Среди военных не принято расспрашивать незнакомого человека, хотя бы солдата или офицера, о передислокации частей, но Спивак все-таки не удержался.
— Для нового броска, ребята? — спросил он бойцов. — На помощь? Ну-ну, это нам не вредно… Теперь бросок большой будет — до конца.
— Да мы, товарищ капитан, и так уже немалый бросок совершили, — сказал один боец. — Тринадцатые сутки едем. От самого…
Седоусый сержант с орденом Красного Знамени, вероятно, старший команды, строго глянул на бойца:
— А тебя не спрашивают, откуда едешь и куда. Товарищ капитан вообще говорит — на помощь? Ну конечно, на помощь, не делегация ж по проверке подготовки к уборочной кампании.
Спивак одобрительно кивнул головой:
— Правильно. Откуда — не важно. Важно, чтоб бросок получился крепкий.
И это слово «бросок» задержалось в его голове, как строчка из стихов, как мотив песни. Он закурил с солдатами, любуясь их загорелыми лицами — хорошее пополнение, обстрелянные ребята; по взгляду, по спокойному, неторопливому повороту головы, как осматривают они незнакомую местность на новом фронте, сразу видно, что их ничем не удивишь и не испугаешь; стал спрашивать некоторых, откуда родом, нет ли земляков — полтавчан, а слово «бросок» все вертелось у него в голове…
Есть прекрасные места в воинских уставах, этих сборниках вековой и военной и житейской мудрости.
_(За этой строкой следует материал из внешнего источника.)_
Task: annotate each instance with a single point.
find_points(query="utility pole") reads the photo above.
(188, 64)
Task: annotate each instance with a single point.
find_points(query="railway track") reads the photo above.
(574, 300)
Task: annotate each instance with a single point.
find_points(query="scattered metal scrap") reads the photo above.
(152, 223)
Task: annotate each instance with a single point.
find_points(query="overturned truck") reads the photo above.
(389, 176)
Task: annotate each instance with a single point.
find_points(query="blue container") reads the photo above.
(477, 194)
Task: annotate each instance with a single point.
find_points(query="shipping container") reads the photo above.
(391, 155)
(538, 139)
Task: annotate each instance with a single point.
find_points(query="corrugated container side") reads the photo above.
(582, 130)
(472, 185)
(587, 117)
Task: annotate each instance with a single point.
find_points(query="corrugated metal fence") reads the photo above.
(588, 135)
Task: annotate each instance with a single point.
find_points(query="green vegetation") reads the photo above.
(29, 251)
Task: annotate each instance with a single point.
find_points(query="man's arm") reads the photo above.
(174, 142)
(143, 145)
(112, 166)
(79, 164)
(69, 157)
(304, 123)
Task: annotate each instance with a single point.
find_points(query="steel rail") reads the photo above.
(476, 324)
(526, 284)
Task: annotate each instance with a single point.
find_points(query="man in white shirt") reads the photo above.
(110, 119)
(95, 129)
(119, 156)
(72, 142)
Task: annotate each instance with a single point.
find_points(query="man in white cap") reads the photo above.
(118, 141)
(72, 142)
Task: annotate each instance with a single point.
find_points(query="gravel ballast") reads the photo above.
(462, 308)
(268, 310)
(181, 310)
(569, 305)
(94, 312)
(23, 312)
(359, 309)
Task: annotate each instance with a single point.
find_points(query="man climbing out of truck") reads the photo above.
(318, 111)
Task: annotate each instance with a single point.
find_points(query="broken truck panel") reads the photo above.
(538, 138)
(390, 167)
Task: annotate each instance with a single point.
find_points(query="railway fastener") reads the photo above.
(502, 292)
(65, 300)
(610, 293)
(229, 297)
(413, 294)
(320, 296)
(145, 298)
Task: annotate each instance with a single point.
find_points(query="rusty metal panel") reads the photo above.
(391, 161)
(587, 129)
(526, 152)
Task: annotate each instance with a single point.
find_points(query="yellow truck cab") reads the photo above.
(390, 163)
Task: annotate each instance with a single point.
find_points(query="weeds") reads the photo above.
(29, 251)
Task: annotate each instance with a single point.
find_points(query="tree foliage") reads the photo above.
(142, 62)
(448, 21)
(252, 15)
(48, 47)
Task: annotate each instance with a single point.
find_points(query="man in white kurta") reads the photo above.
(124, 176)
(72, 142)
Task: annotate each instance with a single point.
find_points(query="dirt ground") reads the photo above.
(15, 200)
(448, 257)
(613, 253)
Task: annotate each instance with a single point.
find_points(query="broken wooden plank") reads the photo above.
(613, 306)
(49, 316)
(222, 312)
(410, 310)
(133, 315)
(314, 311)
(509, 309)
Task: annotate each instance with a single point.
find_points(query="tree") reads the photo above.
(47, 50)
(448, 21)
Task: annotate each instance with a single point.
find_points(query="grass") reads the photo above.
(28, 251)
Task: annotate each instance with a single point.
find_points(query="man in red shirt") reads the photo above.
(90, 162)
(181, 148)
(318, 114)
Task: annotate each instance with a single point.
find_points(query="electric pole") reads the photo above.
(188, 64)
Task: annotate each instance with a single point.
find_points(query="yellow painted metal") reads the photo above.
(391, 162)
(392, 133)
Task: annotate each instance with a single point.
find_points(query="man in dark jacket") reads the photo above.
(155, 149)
Есть параграфы: если попал в наступлении под сильный минометный огонь противника, не останавливайся. Остановишься — пропадешь. Заляжешь — тоже несдобровать. Броском вперед! — и продолжай выполнять боевую задачу. Накрыла артиллерия на пристрелянном рубеже — броском вперед! — на сближение с противником!
— Броском вперед! — проговорил Спивак вслух, но за шумом мотора и ветра его никто не услышал. — Хорошо!
И он пожалел, что в письме к Семену Карповичу не сказал этих слов: «Хочешь жить — броском вперед!»